Das Nachweisgesetz in seiner aktuell gütigen Fassung sieht bereits jetzt recht weitreichende Informationspflichten gegenüber einem Arbeitnehmer beziehungsweise einer Arbeitnehmerin vor. Der Arbeitgeber hat also innerhalb eines Monats nach dem vereinbarten Beginn des Arbeitsverhältnisses die wesentlichen Vertragsbedingungen schriftlich niederzulegen, die Niederschrift zu unterzeichnen und der beschäftigten Person auszuhändigen. Die Information durch den Arbeitgeber muss sich mindestens auf den Name und die Anschrift der Vertragspartner, den Zeitpunkt des Beginns des Arbeitsverhältnisses, bei Befristungen auf die vorhersehbare Dauer des Arbeitsverhältnisses, auf den Arbeitsort sowie eine kurze Tätigkeitsbeschreibung, die Zusammensetzung beziehungsweise die Höhe des Arbeitsentgelts, die vereinbarte Arbeitszeit, die Dauer des Erholungsurlaubs, die Kündigungsfristen und auf anwendbare Tarifverträge oder Betriebsvereinbarungen beziehen. Die Information kann durch den Arbeitsvertrag erfolgen oder durch eine gesonderte Niederschrift. Bisher hat das Nachweisgesetz keine unmittelbare Sanktion vorgesehen, wenn der Arbeitgeber die Informationspflicht nicht oder nicht ordnungsgemäß erfüllt hat.

Was ist für die Zeit ab August geplant?

Die Umsetzung der Arbeitsbedingungen-Richtlinie erfolgt in Deutschland überwiegend durch eine Änderung des Nachweisgesetzes und durch eine Erweiterung der niederzulegenden Informationen.

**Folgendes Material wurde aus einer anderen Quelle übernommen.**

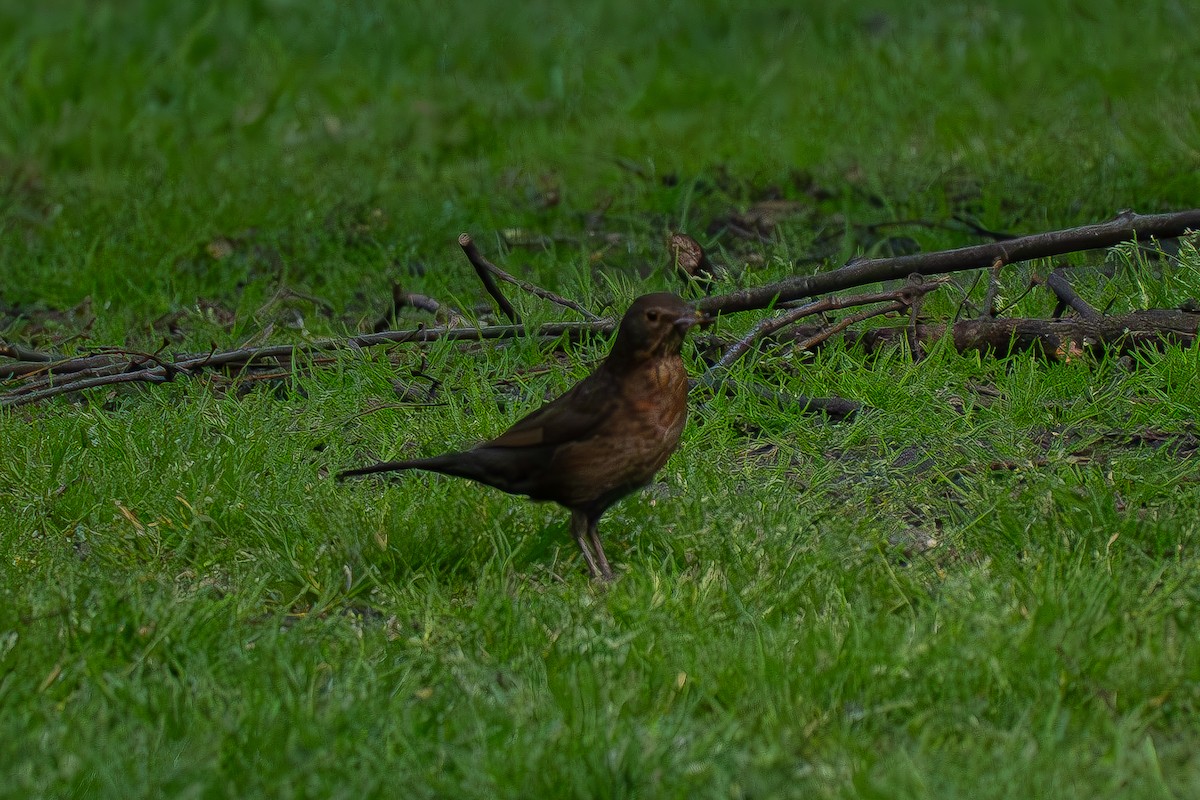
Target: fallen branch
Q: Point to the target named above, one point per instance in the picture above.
(126, 370)
(1125, 227)
(1055, 338)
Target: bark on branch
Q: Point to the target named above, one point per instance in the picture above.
(1125, 227)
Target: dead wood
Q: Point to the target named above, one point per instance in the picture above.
(1125, 227)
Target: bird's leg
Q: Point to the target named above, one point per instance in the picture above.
(598, 548)
(580, 530)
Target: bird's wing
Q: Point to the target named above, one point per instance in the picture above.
(570, 417)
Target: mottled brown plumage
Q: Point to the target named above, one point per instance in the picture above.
(606, 437)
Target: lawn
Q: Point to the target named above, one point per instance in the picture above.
(983, 585)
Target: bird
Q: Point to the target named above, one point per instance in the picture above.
(603, 439)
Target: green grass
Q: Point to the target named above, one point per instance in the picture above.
(979, 588)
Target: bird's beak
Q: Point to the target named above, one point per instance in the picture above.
(690, 320)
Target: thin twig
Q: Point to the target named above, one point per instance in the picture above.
(271, 358)
(480, 263)
(485, 269)
(901, 298)
(1057, 283)
(989, 300)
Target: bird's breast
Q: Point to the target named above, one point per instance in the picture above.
(659, 398)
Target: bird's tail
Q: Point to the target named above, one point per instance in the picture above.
(382, 467)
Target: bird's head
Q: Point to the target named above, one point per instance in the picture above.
(654, 326)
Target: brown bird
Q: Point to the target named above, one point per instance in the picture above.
(606, 437)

Außerdem wird die Frist zur Erfüllung der Anforderungen verkürzt.

Aller Voraussicht müssen Arbeitgeber ihre Arbeitnehmer und Arbeitnehmerinnen ab dem 1. August also über nachfolgende Aspekte informieren:

  • sofern eine Probezeit vorgesehen ist, ist die Dauer der Probezeit anzugeben;
  • bei befristeten Arbeitsverhältnissen muss auch das Enddatum benannt sein;
  • neben der vereinbarten Ruhezeit muss auch über die Ruhepausen, Ruhezeiten, das Schichtsystem, der Schichtrhythmus und die Voraussetzungen der Schichtänderungen informiert werden;
  • bei Arbeit auf Abruf müssen die Vereinbarung der Arbeit auf Abruf, die Zahl der mindestens zu vergütenden Stunden, der Zeitrahmen der Erbringung der Stunden und die Mitteilungsfrist angegeben werden;
  • die Möglichkeit der Anordnung von Überstunden und deren Voraussetzungen müssen in der Niederschrift angegeben werden;
  • die Zusammensetzung und die Höhe des Entgelts einschließlich aller Vergütungsbestandteile (wie Vergütung für Überstunden, Zuschläge, Zulagen, Prämien und Sonderzahlungen), sind jeweils getrennt und unter Angabe der Fälligkeit und Art der Auszahlung anzugeben;
  • der Arbeitgeber muss über einen etwaigen Anspruch auf vom Arbeitgeber bereitgestellte Fortbildungen informieren;
  • der Arbeitgeber muss über Namen und Anschrift des Versorgungsträgers informieren, wenn eine betriebliche Altersvorsorge besteht;
  • der Arbeitgeber muss hinsichtlich des bei einer Kündigung vom Arbeitgeber und von der beschäftigten Person einzuhaltende Verfahren informieren, wobei mindestens über die Schriftform, die Kündigungsfristen und die Frist zur Erhebung einer Kündigungsschutzklage zu informieren ist.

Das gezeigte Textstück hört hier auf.